Soon the Easter lilies came, but they were a little too bourgeois. The linden blossoms were too small and had too large a family. The apple blossoms were so beautiful that they could be mistaken for roses, but they were here today and gone tomorrow. "Our marriage would be too short," the butterfly muttered.
He was most attracted by one of the sweet peas. She was red and white, pure and delicate; and was one of those rare beauties who also knows what a kitchen looks like. He was just about to propose when he happened to notice a pea pod with the withered flower at its tip. "Who is that?" he asked with alarm.
"That is my sister," replied the sweet pea.
"So that is what she will look like later," though the butterfly. "How frightening!" And he flew away.

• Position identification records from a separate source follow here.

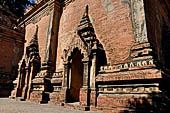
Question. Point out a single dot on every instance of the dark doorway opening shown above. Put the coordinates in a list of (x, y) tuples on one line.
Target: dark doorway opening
[(76, 76), (166, 45)]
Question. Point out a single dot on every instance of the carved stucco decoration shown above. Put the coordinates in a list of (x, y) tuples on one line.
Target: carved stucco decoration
[(109, 6), (138, 21)]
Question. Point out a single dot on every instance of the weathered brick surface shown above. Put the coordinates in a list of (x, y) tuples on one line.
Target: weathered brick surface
[(11, 49), (42, 33), (156, 11), (111, 22)]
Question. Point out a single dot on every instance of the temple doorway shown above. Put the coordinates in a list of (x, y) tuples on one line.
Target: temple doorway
[(76, 76)]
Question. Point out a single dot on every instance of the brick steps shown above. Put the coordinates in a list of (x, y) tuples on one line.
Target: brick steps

The honey suckle had climbed over the fence. What a lot of girls there were, and all of them with long faces and yellow skins. The butterfly didn't care for them. But whom did he like? To find out, you must ask him.
Spring passed, summer passed, and then autumn came. Still the butterfly had no wife. The flowers were dressed in their finery, but they had lost their fresh innocence and scent of youth. As the heart grows older it needs scent, odor, perfume to arouse it and the dahlias and the hollyhocks have none.
The butterfly lighted on a little mint plant with curly leaves. "She has no flowers, but she is a flower from her roots to the tip of her tiny leaves. She smells like a flower. I shall marry her." And the butterfly proposed.
The mint plant stood stiff and silent. At last she replied: "Friendship, but no more! I am old and you are old. We can live for each other, but marriage, no! It would be ridiculous at our age."
And that is how it happened that the butterfly never got married.
He had searched too long for a wife, and now he had to remain a bachelor.
It was late in the autumn. The rains had come and the wind blew down the backs of the willow trees. It was not the weather to be out flying in, especially in summer clothes. But the butterfly was not outside, he was in a room that was kept summer-warm by a stove, where he could keep himself alive.
"But to live is not enough," declared the butterfly. "One must have sunshine, freedom, and a little flower." He flew to the windowpane. There he was seen admired, and a pin was stuck through him. He was "collected" and that is as much as a human being can do for a butterfly.
"Now I sit on a stalk just like the flowers," he said. "It isn't very comfortable, probably just like being married: you are stuck." And with that he consoled himself.
"Not much of a consolation," said the potted plants who lined the window sill.
"But you cannot trust potted plants," thought the butterfly, "they have associated too much with human beings."